Most countries have laws that place limits on the privacy of citizens. For example, tax laws require individuals to provide detailed information about their income. In many countries, judicial rulings tend to treat privacy as a highly subjective and conditional commodity. Moreover, even where court precedents support a particular privacy right, the general public often ignores these rulings. For example, the U.S. Privacy Act of 1974 made it unlawful for federal, state, or local governments to deny an individual any rights or benefits for refusing to provide a Social Security number. Even though Social Security numbers are not officially a form of national identification, many citizens must provide this information in order to receive loans, fill out a job application, or rent a movie.
A recent example of the privacy debate at a global level centers on the Safe Harbor proposal between the United States and the European Union. Under the proposal, companies voluntarily self-certify to adhere to a set of privacy principles and, once certified, can continue to receive personal data from the European Union. Privacy advocates are critical of the European
Commission’s decision to approve the agreement, because it rests on a self-regulatory system through which companies promise not to violate their declared privacy practices. Critics contend there is little enforcement or systematic review of compliance policies. Individuals do not have the right to appeal or right to compensation for privacy infringements.
If a working definition of privacy refers to the ability of individuals or groups to preserve an anonymous identity, control the flow of information about themselves, and be unbound from unwarranted intrusions, it would appear that the laws in the United States and elsewhere need to catch up to technology.
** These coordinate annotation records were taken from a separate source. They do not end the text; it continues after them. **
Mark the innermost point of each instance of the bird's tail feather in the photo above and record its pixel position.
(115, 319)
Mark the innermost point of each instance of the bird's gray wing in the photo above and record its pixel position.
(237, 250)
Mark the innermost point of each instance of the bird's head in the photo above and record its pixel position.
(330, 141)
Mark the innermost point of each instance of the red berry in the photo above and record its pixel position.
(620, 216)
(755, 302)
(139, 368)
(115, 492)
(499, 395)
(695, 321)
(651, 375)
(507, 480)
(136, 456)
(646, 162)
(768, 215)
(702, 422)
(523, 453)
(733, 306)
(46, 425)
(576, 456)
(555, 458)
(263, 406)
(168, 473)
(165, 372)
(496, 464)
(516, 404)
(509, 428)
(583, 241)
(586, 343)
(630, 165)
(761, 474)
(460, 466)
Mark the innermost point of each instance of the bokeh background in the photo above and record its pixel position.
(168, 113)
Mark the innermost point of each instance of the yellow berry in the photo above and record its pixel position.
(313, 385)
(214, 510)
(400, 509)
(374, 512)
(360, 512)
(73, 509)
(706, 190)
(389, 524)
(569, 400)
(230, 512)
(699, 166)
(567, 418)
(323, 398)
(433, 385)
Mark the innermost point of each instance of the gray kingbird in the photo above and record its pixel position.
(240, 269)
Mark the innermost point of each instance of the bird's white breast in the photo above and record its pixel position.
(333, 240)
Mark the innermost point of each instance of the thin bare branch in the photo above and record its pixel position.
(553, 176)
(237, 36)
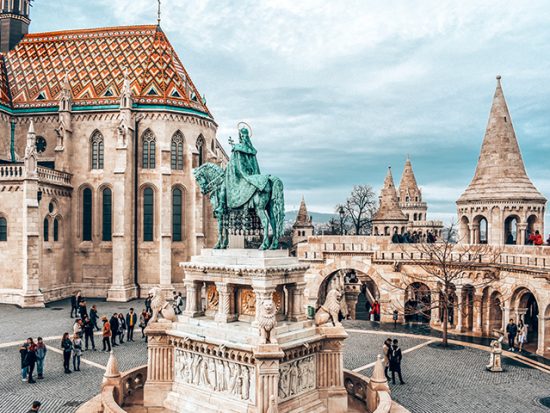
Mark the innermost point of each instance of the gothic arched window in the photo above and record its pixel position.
(56, 230)
(97, 150)
(107, 215)
(200, 149)
(177, 213)
(46, 229)
(87, 214)
(149, 150)
(148, 214)
(3, 229)
(177, 151)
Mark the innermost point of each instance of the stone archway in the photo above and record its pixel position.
(418, 303)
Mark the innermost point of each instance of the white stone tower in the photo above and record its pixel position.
(501, 204)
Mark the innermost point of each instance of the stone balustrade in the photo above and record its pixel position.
(18, 172)
(12, 172)
(382, 250)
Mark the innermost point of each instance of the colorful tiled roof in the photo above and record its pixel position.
(95, 60)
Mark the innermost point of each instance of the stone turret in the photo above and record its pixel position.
(389, 218)
(303, 226)
(410, 196)
(501, 204)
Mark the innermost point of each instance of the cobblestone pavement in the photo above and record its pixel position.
(438, 381)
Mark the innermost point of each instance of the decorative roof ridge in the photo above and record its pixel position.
(32, 36)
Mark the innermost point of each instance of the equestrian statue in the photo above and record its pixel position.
(243, 200)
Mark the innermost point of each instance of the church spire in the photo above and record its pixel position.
(14, 23)
(408, 188)
(500, 171)
(389, 204)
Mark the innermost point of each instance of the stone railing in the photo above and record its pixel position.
(382, 250)
(52, 176)
(12, 172)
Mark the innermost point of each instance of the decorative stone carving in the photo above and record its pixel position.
(267, 320)
(212, 297)
(235, 380)
(160, 306)
(296, 377)
(248, 302)
(328, 312)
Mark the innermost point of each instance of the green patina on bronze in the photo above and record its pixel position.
(244, 200)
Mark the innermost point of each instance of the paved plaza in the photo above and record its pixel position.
(438, 380)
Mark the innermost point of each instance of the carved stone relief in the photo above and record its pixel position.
(216, 374)
(296, 377)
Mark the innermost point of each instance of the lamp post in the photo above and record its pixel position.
(342, 214)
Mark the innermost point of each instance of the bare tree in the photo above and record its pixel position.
(359, 208)
(447, 265)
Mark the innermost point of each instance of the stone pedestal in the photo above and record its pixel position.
(221, 359)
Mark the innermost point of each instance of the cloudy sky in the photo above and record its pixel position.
(336, 91)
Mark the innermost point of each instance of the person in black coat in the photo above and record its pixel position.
(131, 321)
(395, 357)
(114, 329)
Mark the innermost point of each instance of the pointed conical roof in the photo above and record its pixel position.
(302, 219)
(389, 205)
(500, 172)
(408, 186)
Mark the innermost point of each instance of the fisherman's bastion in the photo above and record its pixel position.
(113, 183)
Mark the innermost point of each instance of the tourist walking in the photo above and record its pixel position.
(41, 351)
(131, 321)
(106, 333)
(522, 335)
(94, 317)
(386, 347)
(30, 361)
(121, 328)
(395, 357)
(77, 327)
(35, 407)
(23, 353)
(512, 330)
(114, 329)
(89, 333)
(74, 305)
(143, 320)
(77, 352)
(67, 346)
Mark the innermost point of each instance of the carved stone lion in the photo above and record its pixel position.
(328, 312)
(160, 306)
(267, 321)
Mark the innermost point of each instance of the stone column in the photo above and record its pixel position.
(458, 305)
(477, 327)
(296, 302)
(193, 301)
(330, 370)
(226, 305)
(435, 319)
(268, 358)
(160, 365)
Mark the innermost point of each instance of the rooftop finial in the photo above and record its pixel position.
(158, 14)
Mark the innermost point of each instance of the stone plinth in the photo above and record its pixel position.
(224, 361)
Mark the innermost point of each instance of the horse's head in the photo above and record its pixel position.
(207, 176)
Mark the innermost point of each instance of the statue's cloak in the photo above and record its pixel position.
(242, 175)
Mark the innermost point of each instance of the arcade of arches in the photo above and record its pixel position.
(473, 309)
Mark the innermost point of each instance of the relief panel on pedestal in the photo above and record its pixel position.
(234, 380)
(296, 377)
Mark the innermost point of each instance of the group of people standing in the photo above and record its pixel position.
(392, 359)
(516, 331)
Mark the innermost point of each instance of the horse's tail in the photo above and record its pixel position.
(278, 204)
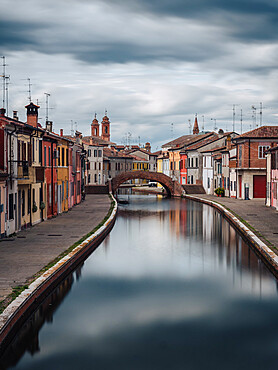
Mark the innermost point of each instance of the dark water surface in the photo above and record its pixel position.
(172, 287)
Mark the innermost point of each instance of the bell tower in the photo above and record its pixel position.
(105, 125)
(95, 127)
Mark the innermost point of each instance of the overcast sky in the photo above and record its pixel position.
(152, 64)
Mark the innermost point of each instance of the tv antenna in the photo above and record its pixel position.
(215, 127)
(7, 79)
(261, 114)
(254, 116)
(241, 120)
(47, 95)
(71, 128)
(3, 80)
(203, 124)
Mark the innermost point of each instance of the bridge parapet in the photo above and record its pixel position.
(173, 188)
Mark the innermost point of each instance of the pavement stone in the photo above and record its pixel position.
(32, 249)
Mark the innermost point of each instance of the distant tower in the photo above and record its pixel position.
(32, 114)
(148, 147)
(95, 127)
(105, 125)
(196, 127)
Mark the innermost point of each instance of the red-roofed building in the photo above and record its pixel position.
(251, 161)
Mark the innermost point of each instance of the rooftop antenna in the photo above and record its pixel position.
(254, 116)
(7, 78)
(261, 114)
(71, 128)
(215, 127)
(4, 81)
(46, 106)
(29, 89)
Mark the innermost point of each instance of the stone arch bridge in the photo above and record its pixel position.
(173, 188)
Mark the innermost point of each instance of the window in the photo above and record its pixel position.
(29, 201)
(45, 156)
(49, 194)
(262, 150)
(49, 156)
(59, 152)
(11, 206)
(23, 203)
(63, 157)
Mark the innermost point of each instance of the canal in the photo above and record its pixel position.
(172, 287)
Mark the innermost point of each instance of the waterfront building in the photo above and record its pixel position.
(62, 187)
(251, 161)
(49, 161)
(115, 162)
(272, 177)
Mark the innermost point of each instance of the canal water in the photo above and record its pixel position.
(172, 287)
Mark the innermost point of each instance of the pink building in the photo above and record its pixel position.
(272, 177)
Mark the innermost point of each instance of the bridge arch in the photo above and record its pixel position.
(173, 188)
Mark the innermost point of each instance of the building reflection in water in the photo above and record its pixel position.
(27, 338)
(220, 243)
(189, 239)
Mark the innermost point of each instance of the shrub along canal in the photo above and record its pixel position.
(173, 286)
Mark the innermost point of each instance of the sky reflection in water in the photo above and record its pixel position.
(172, 287)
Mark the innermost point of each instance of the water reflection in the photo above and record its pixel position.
(174, 286)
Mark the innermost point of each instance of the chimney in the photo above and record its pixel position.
(32, 114)
(49, 126)
(15, 117)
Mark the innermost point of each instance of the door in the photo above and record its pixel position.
(259, 186)
(240, 185)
- Alderman, Ellen and Caroline Kennedy. 1997. The Right to Privacy. New York: Vintage Books.
- Brin, David. 1998. The Transparent Society: Will Technology Force Us to Choose Between Privacy and Freedom? Reading, MA: Addison-Wesley.
- Harrow, Robert, O. 2005. No Place to Hide: Behind the Scenes of Our Emerging Surveillance Society. New York: Free Press.
- Solove, Daniel J., Marc Rotenber, and Paul M. Schwartz. 2006. Information Privacy Law. 2nd ed. New York: Aspen.